If we expect high wind I make sure the tarp is pulled tight in every direction. We surround the tarp and pull in every direction to accomplish this. Metal stakes anchor the tarp down and then equipment is placed on the four corners. I found that using stakes is the best and easiest way to anchor the tarp. Sand bags seem to drag along on the top of the tarp when wind begins to pick up and they are time consuming to put in place. If no wind is expected we then place two carpet drying fans on the first and third base side of the tarp and inflate the bottom side to the tarp. This has really helped with two problems: the first is this allows air movement and cuts down on disease; the other is it will help to shed some water off of the tarp. It’s amazing what these can do with the short amount of time it takes to set them in place. Take care of your tarp and it will definitely save you time and labor when used correctly.

Joey Stevenson, Indianapolis Indians

To get it on in a timely manner, at the least we need 8-10 people, but when all front office interns are able to make it down we have approximately 17-20. At full-tilt, I believe one of our best tarp times was 1 minute, 7 seconds. On average we are probably right around 90 seconds. We use 140 foot straps rolled up in the tarp, pulled by two people, with the remaining people pushing tarp. It really helps get the tarp off the wall and you don’t have to “flip” the end of the tarp over the tube on the rollout. The BEST way to get the tarp out we found, is to tell the crew work hard for 90 seconds and then the pain is over! During non-game tarp pulls, we use a Gator to pull the tarp, which helps keep the crew fresh.

Keith Winter, Fort Wayne Tincaps

Game day management—when in doubt, pull it! Compile the best and most trusted weather information you have at your disposal, then trust your instincts. The longer you are in this business, the more you learn that your instincts are one of your greatest assets. On game days, when hundreds of thousands of dollars may be at stake, it is always better to be safe than sorry. The worst thing that can happen is you take a dry tarp off a field if it doesn’t rain. Also, as you get closer to game time, be prepared! If BP is going on, talk to both teams about your tarp pull contingency plan so the field can be cleared as quickly as possible. Minutes equal dollars when it comes to protecting a game-day field.

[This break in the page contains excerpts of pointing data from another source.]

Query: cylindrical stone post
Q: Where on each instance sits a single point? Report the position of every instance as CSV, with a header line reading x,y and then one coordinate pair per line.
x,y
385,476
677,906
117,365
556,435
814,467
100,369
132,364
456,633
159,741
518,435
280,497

We wrap a rope in our tarp and pull out the roll with a utility vehicle. This is faster than pushing the roll out by hand and doesn’t necessitate having to get people in place to push. Once the tarp is rolled out, we can get it in position with 6-8 strong armed bodies, but I prefer 12-15 so that placement is perfect and time is saved. Our record from pull out to placement is about 90 seconds for an in-game pull. 

Other tarp management ideas from Keith Winter

We inflate our tarp EVERYTIME with two large fans to keep air circulating under the tarp. Not only is this a turf disease prevention step, but the water also runs off the inflated tarp to the edges, making it quicker and easier to get the tarp back off the field. When the rain stops, we move excess water off with roller squeegees, and in most cases, don’t have to take the time and drag all that infield conditioner around by draining the tarp in another direction.

When we take the tarp off the field, I try to have enough front office personnel on hand to “hold up” the opposite side to keep from dragging so much conditioner off the baselines and skin.  There will always be some piles after the fold, but lifting the folded edge helps. When rolling the tarp back on the roll, we have a narrow window in the visitor’s bullpen to place the tarp, so I make sure myself or one of my grounds crew is “aligning” the roll. A “bad roll” isn’t worth hurrying, because you know it always has to come back out again.

Finally, if you are inflating the tarp and the weather is threatening, make sure it is ultra-secure. We have foot-long tarp stakes at every grommet and put a piece of equipment on three corners. In the center field corner, we roll the tarp up in the roll almost to the edge of the skin, because I like Mother Nature to water as much grass as possible.